This is a blog about everyday inequalities written by a team of linguists and anthropologists based in London. We want to put a spotlight on the often unobserved, mundane, everyday ordinariness of people’s unequal experience of comfort, wealth and power in localities across the globe. Firstly, we want to look at the ways in which people’s lives are disrupted by inequality and their attempts to cope with their situations of marginality. But equally we want to highlight the ways in which people attempt to resist or disrupt the social positions they are forced into. Of course, these attempts to cope and resist are not always successful. Therefore we want this blog to be a space where we can talk about these attempts, and indeed contribute to the disruption of inequalities, through telling stories about the everyday difficulties of individuals that we encounter as researchers and as citizens of the societies we inhabit.
Social scientists are used to talking about the big, spectacular inequalities and injustices of our times. Our posts however are dedicated to the hidden, silent, and often invisible side of inequality; what we might call banal inequality. Our stories are about money as well as about language, race, gender and sexuality and the everyday exclusion, failed expectations, and marginalisation related to this. It is precisely through these stories that we hope to assess where resistance to inequality succeeds and where attempts at change merely reproduce the social situations in which people find themselves. In doing so, we ourselves hope to disrupt current discourses on inequality and social change.

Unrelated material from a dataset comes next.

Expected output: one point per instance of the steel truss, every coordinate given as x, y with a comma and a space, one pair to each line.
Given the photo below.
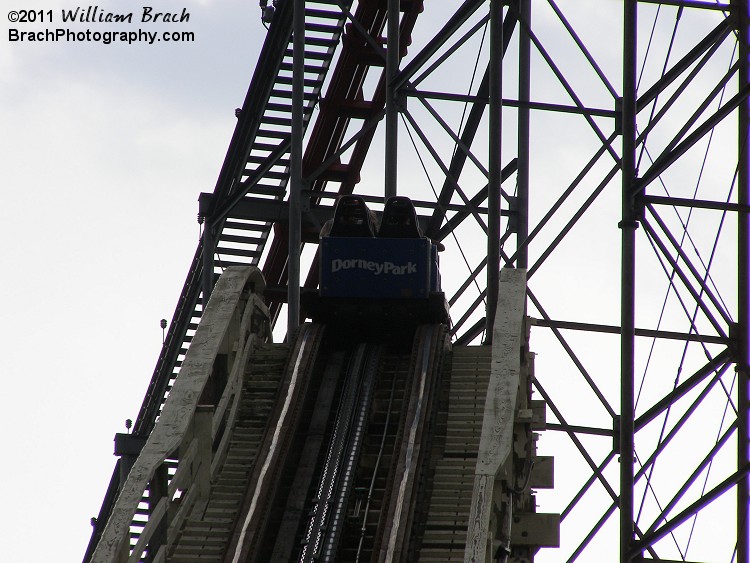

As researchers we tend to use a language that is seldom understood by people outside of the academic context. In this blog, we force ourselves to write in a way that enables us to engage in conversation with the people we write about and with whoever is interested in reading our posts. Our texts will be ethnographic – this means that they will closely document the struggles, anxieties and hopes experienced by ordinary people. Of course, these descriptions will be our own interpretations of what we have observed. They will be our own attempts to paint a picture of contemporary society that the mainstream media don’t want, or cannot afford, to represent.